Aussitôt après sa victoire, Scipion chargea Polybe de reconnaître les établissements phéniciens du littoral, à l'ouest de Karthage. Le récit de ce voyage, qui a été écrit par Polybe, manque dans son ouvrage, et nous n'en connaissons que l'analyse incomplète donnée par Pline. Cette perte est regrettable à tous les points de vue, car nous ignorons quelle était l'action des Karthaginois sur la civilisation berbère. Cette action est incontestable et il est à supposer qu'elle s'exerçait par des colonies de marchands établis dans les principales villes. C'est ce qui explique qu'à Cirta, par exemple, existait un temple dédié à Tanit.

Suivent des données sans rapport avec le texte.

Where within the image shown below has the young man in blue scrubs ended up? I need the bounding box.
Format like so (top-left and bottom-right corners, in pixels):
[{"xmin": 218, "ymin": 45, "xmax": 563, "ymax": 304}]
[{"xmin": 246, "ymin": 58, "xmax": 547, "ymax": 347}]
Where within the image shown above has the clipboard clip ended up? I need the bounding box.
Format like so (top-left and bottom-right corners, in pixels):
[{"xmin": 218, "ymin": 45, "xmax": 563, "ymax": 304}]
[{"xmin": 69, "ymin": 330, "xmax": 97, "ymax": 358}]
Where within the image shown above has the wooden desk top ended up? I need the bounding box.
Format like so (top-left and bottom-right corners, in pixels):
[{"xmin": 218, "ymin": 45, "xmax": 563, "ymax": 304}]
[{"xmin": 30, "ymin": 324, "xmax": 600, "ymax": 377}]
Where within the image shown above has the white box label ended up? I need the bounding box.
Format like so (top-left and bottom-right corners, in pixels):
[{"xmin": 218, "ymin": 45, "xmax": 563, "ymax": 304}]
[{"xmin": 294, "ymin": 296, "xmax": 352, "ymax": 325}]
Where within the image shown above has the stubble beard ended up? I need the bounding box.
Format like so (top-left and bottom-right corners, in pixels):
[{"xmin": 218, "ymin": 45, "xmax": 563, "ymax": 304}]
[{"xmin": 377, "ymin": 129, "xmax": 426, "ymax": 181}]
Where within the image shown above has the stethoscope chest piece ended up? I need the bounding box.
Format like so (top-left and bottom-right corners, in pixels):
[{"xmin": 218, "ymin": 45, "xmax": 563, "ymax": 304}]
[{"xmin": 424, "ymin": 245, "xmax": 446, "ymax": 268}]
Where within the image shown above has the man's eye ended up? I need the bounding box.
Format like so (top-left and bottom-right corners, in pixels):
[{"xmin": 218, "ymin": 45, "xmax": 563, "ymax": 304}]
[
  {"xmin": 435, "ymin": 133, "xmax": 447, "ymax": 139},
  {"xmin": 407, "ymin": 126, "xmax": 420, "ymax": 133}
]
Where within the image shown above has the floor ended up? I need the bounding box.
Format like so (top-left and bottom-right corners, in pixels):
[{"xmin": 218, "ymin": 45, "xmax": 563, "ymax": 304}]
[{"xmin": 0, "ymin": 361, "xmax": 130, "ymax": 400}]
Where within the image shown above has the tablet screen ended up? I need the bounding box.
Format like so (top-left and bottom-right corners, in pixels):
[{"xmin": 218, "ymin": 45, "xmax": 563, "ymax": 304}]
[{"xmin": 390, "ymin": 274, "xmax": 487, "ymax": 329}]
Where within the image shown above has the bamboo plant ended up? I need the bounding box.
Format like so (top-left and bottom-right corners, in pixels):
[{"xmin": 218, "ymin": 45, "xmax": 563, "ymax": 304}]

On en a retrouvé les vestiges à un kilomètre de la ville, ainsi qu'un grand nombre d'inscriptions votives qui se trouvent maintenant au musée du Louvre 2.

1. Pline, H. N., V, 3, 22.

2. V. Recueil des notices et mémoires de la société archéologique de Constantine, années 1877, 1878.

CHAPITRE V

LES ROIS BERBÈRES VASSAUX DE ROME

146-89

L'élément latin s'établit en Afrique..

pation de Jugurtha.

contre les Romains.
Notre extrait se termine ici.